Although the Philippines may lack the military muscle to face off with Beijing in the South China Sea — it does have are friends for backup.
These were the sentiments of Defense Secretary Delfin Lorenzana, who was speaking at the ‘Pilipinas Conference 2018’ in Makati on Friday (December 7).
He said: “It’s still the biggest strength of the Philippines, this alliance with the United States.” Lorenzana was answering a question about President Duterte’s repeated assertions that the Philippines could not go to war with China to defend its territory in the disputed waters.
“In his frustration, I think he said that we can’t fight China but he knows we have some options here,” he added.
The defence chief also cited increased military cooperation with Australia and Japan.
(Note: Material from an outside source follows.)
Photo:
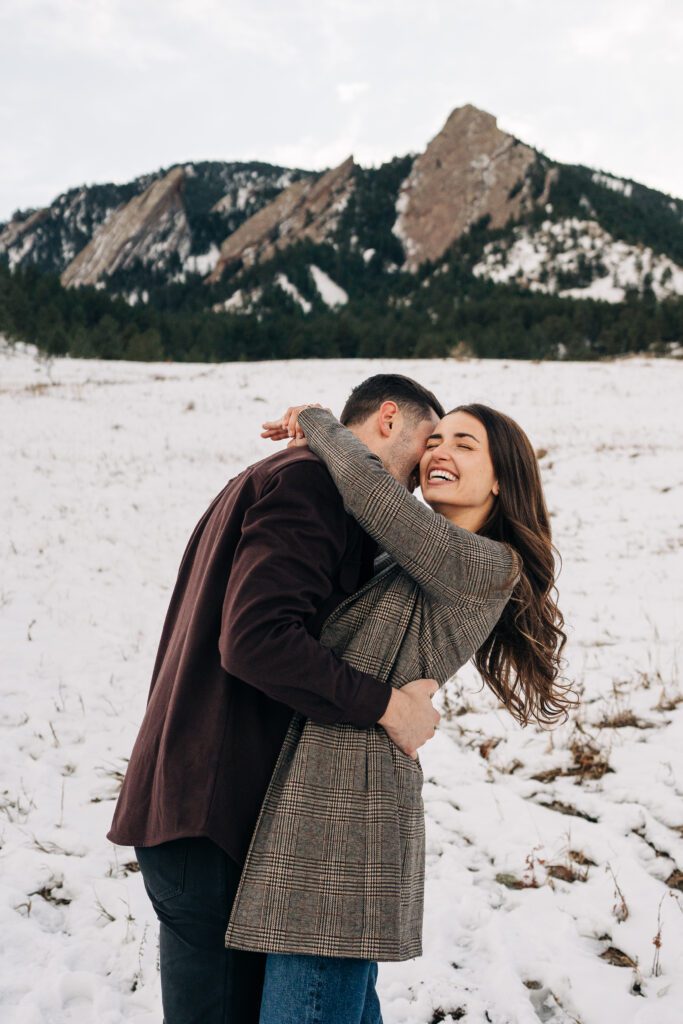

In welcome remarks during the conference, former Ambassador Albert del Rosario said the Philippines should seek action from the United Nations General Assembly to press China to abide by the 2016 Hague ruling. This backed Manila’s claims to part of the waters that have been unilaterally claimed by China.
Since the ruling, which was released shortly after the election of President Duterte, the Malacañang has preferred to build stronger ties with Beijing rather than insist on its rights in the waters.
However, since the election of President Trump, US-Philippine relations have seen a marked improvement.
This is likely to be cemented next week with the return of the Balangiga Bells. These were taken as war booty from Eastern Samar in 1901 after a massacre of American troops, followed by bloody reprisals on the local population.
It has now been confirmed that President Duterte will lead the official hand-over ceremony on Tuesday (December 11).